News

Efficient AI IP With Integrated Tensor And Vector Units

June 25, 2024

522

This new architecture integrates CPU, Tensor, and Vector Units into a single processing element, offering higher performance, lower power consumption, and easier programming.

Semidynamics, a European RISC-V custom core AI specialist, has revealed Tensor Unit efficiency data for its ‘All-In-One’ AI IP running a LlaMA-2 7B-parameter Large Language Model (LLM). This new AI architecture integrates these elements into a single processing unit, combining a RISC-V core, a Tensor Unit for matrix multiplication, and a Vector Unit for activation-like computations. This architecture is DMA-free, uses a single software stack based on ONNX and RISC-V, and offers direct connectivity between elements. The result is higher performance, lower power consumption, better area utilization, and easier programming, reducing overall development costs. The Tensor and Vector Units, controlled by a flexible CPU, can deploy any current or future AI algorithm, protecting customer investments.

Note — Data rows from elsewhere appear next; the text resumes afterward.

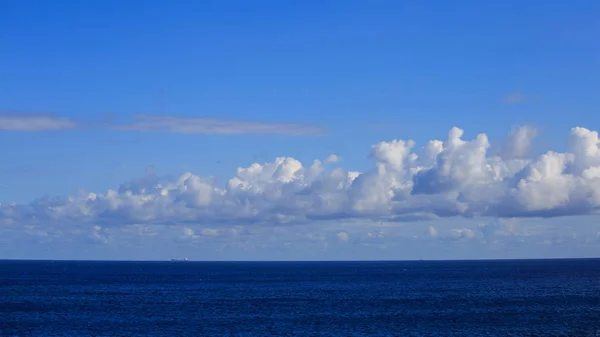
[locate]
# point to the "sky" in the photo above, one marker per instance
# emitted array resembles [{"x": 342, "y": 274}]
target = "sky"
[{"x": 299, "y": 130}]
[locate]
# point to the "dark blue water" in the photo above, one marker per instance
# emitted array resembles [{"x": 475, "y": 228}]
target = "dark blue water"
[{"x": 476, "y": 298}]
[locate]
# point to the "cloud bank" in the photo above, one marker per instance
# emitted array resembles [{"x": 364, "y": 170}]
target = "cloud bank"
[
  {"x": 158, "y": 123},
  {"x": 32, "y": 123},
  {"x": 450, "y": 178}
]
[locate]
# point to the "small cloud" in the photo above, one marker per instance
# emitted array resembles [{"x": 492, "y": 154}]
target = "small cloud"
[
  {"x": 32, "y": 123},
  {"x": 514, "y": 98},
  {"x": 189, "y": 125},
  {"x": 342, "y": 236},
  {"x": 333, "y": 159}
]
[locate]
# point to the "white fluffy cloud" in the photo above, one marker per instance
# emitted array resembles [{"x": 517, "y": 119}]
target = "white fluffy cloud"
[{"x": 454, "y": 177}]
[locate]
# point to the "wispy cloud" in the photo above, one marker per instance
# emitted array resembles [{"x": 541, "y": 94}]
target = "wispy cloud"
[
  {"x": 515, "y": 98},
  {"x": 158, "y": 123},
  {"x": 33, "y": 123}
]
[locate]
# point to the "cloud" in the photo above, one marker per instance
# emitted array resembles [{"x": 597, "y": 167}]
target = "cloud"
[
  {"x": 514, "y": 98},
  {"x": 156, "y": 123},
  {"x": 333, "y": 159},
  {"x": 442, "y": 179},
  {"x": 342, "y": 236},
  {"x": 31, "y": 123}
]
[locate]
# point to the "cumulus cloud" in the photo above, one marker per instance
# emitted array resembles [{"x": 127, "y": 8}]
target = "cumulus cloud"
[
  {"x": 31, "y": 123},
  {"x": 157, "y": 123},
  {"x": 449, "y": 178},
  {"x": 333, "y": 159}
]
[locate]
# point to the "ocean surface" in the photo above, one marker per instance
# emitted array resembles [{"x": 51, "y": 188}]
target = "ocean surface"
[{"x": 420, "y": 298}]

Large Language Models (LLMs), key in AI applications, are dominated by self-attention layers involving matrix multiplications, matrix transpose, and SoftMax activation functions. In Semidynamics’ All-In-One solution, the Tensor Unit handles matrix multiplication, while the Vector Unit manages transpose and SoftMax. Shared vector registers between these units eliminate expensive memory copies, ensuring zero latency and zero energy expenditure in data transfers. Efficient data fetching from memory into vector registers is achieved through Semidynamics’ Gazzillion Misses technology, which supports numerous in-flight cache misses.

The company tested the full LlaMA-2 7B-parameter model using its ONNX Run Time Execution Provider, calculating Tensor Unit utilization for MatMul layers.The stats indicate utilization above 80% for most shapes, even under challenging conditions. They also demonstrates Tensor Unit efficiency for large matrix sizes, maintaining performance slightly above 70% regardless of matrix size, attributed to Gazzillion technology’s high streaming data rate.

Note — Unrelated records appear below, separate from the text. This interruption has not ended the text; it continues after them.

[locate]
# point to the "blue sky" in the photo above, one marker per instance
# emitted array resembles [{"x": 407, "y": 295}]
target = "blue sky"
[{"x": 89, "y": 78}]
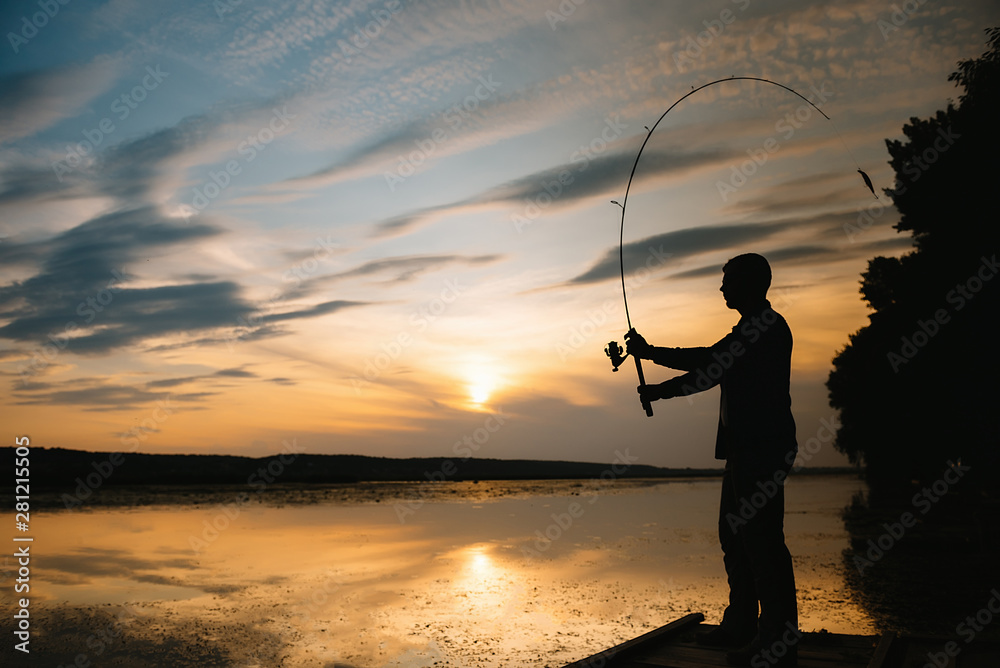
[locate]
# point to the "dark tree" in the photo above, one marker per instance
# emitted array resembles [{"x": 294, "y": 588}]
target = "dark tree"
[{"x": 918, "y": 386}]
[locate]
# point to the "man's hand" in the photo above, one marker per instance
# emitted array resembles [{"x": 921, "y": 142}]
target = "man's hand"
[
  {"x": 652, "y": 392},
  {"x": 636, "y": 346}
]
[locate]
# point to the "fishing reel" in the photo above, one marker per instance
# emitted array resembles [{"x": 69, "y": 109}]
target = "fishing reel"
[{"x": 614, "y": 351}]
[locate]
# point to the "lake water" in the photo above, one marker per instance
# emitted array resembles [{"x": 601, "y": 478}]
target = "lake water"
[{"x": 512, "y": 577}]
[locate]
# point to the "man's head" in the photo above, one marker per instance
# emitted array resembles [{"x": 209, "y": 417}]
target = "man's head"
[{"x": 745, "y": 280}]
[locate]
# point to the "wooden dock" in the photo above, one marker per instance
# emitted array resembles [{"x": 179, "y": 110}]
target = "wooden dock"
[{"x": 674, "y": 646}]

The team concluded that the All-In-One AI IP not only delivers superior AI performance but also simplifies programming with a single software stack. This makes integration into new SOC designs easier, allowing customers to benefit from better, easier-to-program silicon. The design’s adaptability to future AI/ML algorithms provides significant risk protection for customers starting silicon projects.

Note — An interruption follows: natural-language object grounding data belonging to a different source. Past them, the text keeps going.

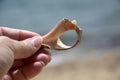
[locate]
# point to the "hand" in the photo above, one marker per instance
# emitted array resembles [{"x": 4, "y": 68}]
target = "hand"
[{"x": 20, "y": 55}]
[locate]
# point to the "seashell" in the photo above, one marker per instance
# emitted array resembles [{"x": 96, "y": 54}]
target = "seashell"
[{"x": 52, "y": 39}]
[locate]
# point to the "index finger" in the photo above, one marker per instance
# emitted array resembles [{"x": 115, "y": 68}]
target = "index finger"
[{"x": 16, "y": 34}]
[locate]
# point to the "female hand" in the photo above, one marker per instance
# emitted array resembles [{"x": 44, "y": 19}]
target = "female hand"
[{"x": 20, "y": 55}]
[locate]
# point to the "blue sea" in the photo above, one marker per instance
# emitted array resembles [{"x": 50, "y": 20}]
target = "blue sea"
[{"x": 99, "y": 19}]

Roger Espasa, CEO of Semidynamics, explained the company’s novel approach. Traditional AI design utilizes a CPU, a GPU, and an NPU, connected via a bus. This setup requires DMA-intensive programming, which is slow, energy-consuming, and error-prone, necessitating the integration of three software stacks and architectures. NPUs, as fixed-function hardware, cannot adapt to future AI algorithms.